In 2003, Kyaw Thu was elected vice president of FFSS (Ygn). Since 2008, he has been serving as the president of FFSS (Ygn).

Since 2003, his society has also helped pay medical costs in poor neighborhoods of Yangon. In 2007 April, the organisation was expanded to Thukha Charity Clinic where free healthcare is provided with the help of volunteer doctors, medical specialists and surgeons. As of 2013 March, the clinic has provided healthcare to over 143,000 patients. Similar clinics have been founded in Pyay, Pegu, and Kyobingauk regions as well.

Thukha Ah-lin library and free educational and vocational training classes are also run by the organisation. The organisation also provides Emergency Aid to disaster areas. FFSS organisation is fully run and operated by donations and volunteers by the Myanmar people.

Through his funeral services society, Kyaw Thu was active in rescue and support efforts in the aftermath of May 2008 Cyclone Nargis which completely devastated Burma's Irrawaddy delta and cost over 130,000 lives. As of June 2008, the society had helped to raise K500 million (~US$400,000) for the victims of the disaster.

The humanitarian efforts Kyaw Thu has made through FFSS (Ygn) include Nargis Cyclone relief, contribution of potable water and building water wells and reservoirs in water shortage areas, distribution of relief aid to fire victims of Mingalataungnyunt Township and Hlaing Thaya Township, rendering humanitarian assistances to war victims in Kachin State and refugees in the unrest area of Rakhine, donating medicines and cash to the injured monks and people in crash against the Letpatdaung copper mine project, providing foods, medicines and cash to the victims of the communal violence and Meiktila and speaking words of encouragement to them.
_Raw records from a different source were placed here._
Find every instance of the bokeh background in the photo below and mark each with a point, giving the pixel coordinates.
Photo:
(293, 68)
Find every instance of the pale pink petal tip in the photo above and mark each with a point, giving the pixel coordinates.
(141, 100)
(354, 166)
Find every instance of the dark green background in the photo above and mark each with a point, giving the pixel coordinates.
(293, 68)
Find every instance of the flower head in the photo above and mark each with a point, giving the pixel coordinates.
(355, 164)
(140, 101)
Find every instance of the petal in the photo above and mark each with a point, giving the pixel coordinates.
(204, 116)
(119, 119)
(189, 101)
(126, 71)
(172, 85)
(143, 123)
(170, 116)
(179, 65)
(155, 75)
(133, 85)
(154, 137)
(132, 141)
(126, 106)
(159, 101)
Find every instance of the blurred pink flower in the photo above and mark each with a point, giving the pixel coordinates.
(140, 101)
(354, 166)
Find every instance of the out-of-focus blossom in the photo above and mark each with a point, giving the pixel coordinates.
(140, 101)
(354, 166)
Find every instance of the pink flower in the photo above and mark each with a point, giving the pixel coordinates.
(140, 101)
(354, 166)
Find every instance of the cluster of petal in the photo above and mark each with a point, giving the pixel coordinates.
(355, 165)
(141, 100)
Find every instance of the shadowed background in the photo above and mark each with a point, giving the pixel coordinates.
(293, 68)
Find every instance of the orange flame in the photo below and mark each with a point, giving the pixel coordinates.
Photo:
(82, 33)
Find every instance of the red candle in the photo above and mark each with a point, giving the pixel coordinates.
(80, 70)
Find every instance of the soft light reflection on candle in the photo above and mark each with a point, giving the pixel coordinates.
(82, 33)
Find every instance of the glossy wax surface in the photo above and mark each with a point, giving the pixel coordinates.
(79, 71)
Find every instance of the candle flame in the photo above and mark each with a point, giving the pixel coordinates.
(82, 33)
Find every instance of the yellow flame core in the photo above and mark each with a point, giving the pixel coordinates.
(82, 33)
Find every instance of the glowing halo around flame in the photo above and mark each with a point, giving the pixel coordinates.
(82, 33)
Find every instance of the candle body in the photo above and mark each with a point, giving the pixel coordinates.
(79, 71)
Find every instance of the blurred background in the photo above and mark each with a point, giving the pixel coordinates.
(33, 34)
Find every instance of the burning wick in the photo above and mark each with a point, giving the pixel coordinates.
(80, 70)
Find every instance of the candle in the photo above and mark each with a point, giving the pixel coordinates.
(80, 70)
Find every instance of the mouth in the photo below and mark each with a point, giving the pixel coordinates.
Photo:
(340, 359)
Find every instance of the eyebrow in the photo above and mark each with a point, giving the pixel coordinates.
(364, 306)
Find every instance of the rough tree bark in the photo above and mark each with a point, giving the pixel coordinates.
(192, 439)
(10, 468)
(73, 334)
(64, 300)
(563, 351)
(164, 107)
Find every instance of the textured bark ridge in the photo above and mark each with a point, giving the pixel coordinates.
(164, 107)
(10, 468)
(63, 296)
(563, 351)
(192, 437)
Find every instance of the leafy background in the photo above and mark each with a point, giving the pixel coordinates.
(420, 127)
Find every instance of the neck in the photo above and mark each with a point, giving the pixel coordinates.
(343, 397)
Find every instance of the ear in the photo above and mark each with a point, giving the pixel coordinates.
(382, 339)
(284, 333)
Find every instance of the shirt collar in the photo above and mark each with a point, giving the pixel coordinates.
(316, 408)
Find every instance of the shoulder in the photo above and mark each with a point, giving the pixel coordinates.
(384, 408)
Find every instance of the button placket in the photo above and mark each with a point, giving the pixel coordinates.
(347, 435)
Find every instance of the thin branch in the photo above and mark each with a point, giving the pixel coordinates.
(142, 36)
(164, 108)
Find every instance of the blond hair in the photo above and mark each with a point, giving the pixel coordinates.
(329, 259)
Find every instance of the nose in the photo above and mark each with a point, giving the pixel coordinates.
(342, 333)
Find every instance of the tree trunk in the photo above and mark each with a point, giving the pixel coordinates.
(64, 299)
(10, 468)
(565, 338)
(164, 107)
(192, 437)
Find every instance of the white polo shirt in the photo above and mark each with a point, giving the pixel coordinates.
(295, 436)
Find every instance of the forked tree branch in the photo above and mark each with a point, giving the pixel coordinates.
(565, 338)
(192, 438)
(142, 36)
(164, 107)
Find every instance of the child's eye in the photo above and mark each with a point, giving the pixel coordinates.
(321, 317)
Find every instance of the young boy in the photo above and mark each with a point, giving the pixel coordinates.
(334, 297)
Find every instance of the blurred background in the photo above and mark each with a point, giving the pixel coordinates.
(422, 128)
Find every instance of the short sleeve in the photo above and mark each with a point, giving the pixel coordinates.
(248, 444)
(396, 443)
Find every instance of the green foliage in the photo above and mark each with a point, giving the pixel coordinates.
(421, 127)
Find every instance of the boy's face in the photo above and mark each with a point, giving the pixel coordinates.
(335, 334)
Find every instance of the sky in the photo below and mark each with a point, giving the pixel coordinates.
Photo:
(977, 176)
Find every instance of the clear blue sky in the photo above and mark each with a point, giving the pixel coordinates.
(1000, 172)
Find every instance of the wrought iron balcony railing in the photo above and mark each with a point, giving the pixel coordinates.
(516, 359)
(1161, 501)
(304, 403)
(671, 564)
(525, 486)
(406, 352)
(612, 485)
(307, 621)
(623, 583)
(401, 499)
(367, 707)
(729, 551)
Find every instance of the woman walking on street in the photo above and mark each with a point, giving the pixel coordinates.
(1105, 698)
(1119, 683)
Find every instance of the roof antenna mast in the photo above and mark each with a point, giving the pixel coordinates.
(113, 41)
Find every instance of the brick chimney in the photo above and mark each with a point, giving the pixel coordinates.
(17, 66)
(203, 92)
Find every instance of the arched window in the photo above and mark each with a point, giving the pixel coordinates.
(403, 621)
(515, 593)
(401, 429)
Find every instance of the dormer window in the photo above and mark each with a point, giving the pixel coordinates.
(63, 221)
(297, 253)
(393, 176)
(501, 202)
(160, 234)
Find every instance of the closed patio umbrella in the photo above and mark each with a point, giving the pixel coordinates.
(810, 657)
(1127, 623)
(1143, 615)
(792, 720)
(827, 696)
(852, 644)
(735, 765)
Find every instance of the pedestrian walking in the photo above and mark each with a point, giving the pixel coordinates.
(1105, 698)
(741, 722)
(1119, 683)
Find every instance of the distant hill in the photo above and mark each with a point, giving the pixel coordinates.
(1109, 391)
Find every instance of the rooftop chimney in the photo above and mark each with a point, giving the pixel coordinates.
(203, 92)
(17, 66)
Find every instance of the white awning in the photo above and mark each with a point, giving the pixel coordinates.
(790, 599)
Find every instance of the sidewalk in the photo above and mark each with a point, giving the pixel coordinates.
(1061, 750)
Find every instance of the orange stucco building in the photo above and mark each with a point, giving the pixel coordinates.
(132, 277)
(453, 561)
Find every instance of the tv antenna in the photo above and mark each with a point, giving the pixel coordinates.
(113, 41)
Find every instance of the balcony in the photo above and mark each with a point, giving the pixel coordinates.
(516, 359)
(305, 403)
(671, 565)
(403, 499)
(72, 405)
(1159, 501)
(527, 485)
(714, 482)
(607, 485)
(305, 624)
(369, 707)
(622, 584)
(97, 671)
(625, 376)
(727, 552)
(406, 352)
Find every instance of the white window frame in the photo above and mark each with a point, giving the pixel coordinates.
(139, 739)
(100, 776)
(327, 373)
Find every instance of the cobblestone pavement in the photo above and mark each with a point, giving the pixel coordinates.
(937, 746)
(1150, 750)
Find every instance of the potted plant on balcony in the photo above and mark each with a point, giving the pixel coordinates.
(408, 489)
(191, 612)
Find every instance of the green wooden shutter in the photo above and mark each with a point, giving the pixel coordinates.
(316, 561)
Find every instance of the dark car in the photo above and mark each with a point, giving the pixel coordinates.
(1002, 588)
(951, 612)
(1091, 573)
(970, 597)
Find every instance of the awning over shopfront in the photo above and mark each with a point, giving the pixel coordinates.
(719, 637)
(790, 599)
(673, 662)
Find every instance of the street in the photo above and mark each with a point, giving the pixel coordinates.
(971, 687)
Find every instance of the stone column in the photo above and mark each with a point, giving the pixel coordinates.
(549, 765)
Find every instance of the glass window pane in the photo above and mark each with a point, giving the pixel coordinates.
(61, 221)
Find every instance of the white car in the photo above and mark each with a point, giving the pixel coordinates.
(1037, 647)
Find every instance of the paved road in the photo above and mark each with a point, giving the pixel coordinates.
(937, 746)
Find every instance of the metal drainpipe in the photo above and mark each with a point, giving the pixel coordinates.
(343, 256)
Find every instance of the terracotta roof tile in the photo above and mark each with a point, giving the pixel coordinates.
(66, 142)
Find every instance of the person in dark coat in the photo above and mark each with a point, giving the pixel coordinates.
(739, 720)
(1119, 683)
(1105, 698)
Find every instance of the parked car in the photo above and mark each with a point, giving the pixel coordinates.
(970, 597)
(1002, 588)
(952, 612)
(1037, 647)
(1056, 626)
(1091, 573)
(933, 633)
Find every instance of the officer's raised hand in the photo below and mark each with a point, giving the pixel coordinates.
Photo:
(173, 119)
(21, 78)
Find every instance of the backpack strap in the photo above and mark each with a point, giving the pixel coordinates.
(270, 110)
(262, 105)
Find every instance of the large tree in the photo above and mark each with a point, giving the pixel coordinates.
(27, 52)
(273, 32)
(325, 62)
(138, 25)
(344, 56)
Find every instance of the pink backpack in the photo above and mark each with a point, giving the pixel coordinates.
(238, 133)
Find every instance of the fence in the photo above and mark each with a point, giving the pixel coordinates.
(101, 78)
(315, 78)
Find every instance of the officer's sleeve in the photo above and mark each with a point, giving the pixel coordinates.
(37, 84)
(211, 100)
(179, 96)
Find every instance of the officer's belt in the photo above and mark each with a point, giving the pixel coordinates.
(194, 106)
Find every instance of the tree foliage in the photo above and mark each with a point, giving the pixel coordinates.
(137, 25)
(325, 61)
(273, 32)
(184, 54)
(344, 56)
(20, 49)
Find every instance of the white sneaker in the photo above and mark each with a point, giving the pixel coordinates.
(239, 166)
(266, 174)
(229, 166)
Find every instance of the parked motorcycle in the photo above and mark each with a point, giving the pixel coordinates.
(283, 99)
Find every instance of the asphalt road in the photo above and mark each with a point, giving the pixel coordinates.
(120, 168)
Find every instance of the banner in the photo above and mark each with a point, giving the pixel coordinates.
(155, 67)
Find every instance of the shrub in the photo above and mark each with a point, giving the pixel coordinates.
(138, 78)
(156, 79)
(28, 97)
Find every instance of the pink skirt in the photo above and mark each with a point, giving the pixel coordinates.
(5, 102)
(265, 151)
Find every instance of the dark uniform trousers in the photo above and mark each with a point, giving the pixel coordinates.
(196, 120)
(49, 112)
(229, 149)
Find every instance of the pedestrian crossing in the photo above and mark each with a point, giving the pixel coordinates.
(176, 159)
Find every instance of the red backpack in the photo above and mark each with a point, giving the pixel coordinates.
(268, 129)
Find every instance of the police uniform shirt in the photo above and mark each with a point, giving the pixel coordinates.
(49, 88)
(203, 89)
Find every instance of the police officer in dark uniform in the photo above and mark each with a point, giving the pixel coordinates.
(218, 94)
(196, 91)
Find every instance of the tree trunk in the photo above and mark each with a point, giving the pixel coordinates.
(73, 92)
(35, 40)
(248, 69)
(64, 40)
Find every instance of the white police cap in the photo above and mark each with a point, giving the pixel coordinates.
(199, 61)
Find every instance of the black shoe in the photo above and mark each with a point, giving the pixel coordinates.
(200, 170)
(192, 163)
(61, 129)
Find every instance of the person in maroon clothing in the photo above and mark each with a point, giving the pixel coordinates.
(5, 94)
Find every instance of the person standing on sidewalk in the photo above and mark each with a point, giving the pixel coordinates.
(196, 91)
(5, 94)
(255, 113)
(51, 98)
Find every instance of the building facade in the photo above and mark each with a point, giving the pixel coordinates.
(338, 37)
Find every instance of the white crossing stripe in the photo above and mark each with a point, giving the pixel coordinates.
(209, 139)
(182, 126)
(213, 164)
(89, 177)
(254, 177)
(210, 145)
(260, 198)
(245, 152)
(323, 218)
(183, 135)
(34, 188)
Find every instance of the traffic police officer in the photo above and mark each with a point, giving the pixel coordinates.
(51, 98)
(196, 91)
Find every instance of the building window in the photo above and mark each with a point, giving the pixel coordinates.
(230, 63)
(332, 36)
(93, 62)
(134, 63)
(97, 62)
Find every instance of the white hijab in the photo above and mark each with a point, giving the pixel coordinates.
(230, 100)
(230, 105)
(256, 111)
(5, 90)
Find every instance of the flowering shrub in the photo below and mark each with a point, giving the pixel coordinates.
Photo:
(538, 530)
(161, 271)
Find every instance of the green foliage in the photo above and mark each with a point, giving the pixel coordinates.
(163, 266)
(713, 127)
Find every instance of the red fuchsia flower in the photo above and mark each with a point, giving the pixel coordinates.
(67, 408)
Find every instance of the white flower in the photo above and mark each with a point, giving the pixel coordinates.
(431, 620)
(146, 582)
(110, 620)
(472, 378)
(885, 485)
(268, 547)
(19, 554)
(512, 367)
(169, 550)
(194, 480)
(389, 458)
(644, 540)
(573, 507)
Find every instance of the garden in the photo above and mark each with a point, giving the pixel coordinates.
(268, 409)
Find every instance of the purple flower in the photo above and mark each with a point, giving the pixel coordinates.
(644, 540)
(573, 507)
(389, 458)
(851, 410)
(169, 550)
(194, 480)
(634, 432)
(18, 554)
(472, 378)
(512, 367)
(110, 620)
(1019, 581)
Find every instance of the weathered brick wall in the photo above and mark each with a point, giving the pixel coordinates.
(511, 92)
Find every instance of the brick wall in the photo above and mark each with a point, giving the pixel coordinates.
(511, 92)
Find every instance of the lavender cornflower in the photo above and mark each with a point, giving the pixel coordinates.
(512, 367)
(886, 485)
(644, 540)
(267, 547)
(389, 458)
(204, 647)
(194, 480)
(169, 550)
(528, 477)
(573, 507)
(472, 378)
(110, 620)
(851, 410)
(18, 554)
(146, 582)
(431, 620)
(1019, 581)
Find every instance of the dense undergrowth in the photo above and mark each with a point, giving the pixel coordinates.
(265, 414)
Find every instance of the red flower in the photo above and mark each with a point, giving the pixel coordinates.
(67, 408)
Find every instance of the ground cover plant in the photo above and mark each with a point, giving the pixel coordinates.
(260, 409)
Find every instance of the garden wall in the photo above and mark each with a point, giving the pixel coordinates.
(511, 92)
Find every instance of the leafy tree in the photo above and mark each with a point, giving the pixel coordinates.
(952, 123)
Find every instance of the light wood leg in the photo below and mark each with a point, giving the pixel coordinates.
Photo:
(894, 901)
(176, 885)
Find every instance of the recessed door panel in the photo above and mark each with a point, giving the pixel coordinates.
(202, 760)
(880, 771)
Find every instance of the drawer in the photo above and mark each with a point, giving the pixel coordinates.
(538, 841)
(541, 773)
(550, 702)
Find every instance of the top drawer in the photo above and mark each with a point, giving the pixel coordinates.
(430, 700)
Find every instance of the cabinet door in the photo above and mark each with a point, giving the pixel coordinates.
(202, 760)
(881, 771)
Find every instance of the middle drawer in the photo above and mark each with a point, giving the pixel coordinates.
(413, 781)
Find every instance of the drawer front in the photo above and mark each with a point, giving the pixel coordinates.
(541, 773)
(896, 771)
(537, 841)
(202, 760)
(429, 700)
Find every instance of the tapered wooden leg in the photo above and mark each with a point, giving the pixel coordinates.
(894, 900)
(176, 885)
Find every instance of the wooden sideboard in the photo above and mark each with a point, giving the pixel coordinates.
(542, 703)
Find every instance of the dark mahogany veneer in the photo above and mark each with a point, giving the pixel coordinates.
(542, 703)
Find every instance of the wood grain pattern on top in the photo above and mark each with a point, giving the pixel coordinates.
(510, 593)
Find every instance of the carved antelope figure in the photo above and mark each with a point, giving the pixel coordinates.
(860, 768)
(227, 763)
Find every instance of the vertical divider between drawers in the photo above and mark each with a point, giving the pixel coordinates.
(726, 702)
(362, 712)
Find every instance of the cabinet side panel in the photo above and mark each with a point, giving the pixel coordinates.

In 2007 Saffron Revolution, Kyaw Thu and Daw Myint Myint Khin Pe publicly supported the protesting monks. Because of this, they were detained by the junta for seven days. Kyaw Thu was also banned from the filming career.

As part of the response to the February 1 military coup, emergency response teams from the FFSS helped treat injured protesters in attacks by police and military. The FFSS led by Kyaw Thu supported numerous people involved in the civil disobedience movement and also announced it wouldn’t provide family members of police or military personnel with funerals and health care after witnessing the security force's killings of the protestors, whereas the military council made terrible threats to the civil servants and forced them to work. As a result, the FFSS office in Yangon was raided in the mid-night, volunteers and staff staying at the office beaten and computers and electronic devices confiscated by the security force. On 4 March, Kyaw Thu was prosecuted for inciting the government staff to participate in the CDM under Article 505(a) of the Myanmar Penal Code. Several days before this, his wife, the organization's finance officer, was charged with the same accusation as well.

== Personal life ==
Kyaw Thu is married to Myint Myint Khin Pe. They have a son, Pyi Thein Kyaw, and a daughter, Myint Mo Oo, and three grandsons.

== International recognition and awards ==
In 2009 April, he was awarded the prize “the artist who stands for the fellow people” by the Myanmar community in London.
In April 2010, Myanmar community worldwide from 54 countries voted him to be honoured with the award “Citizen of Burma” presented by the Citizen of Burma Award Organization.

In 2011 November, Immanuel Theological Institute (Main Church), Union Biblical Seminary (Yangon), International School of Theology (Bangkok), and Online Bible College International (Australia) together awarded him with D.H.S.S (Doctor of Humane Social Services) and his wife with M.A.S.S (Masters of Social Services) at the Emmanuel Church, Yangon.

In 2012 September, National Endowment for Democracy (NED) honored him with NED award in Washington DC.
He was honored with Ramon Magsaysay Award in 2015.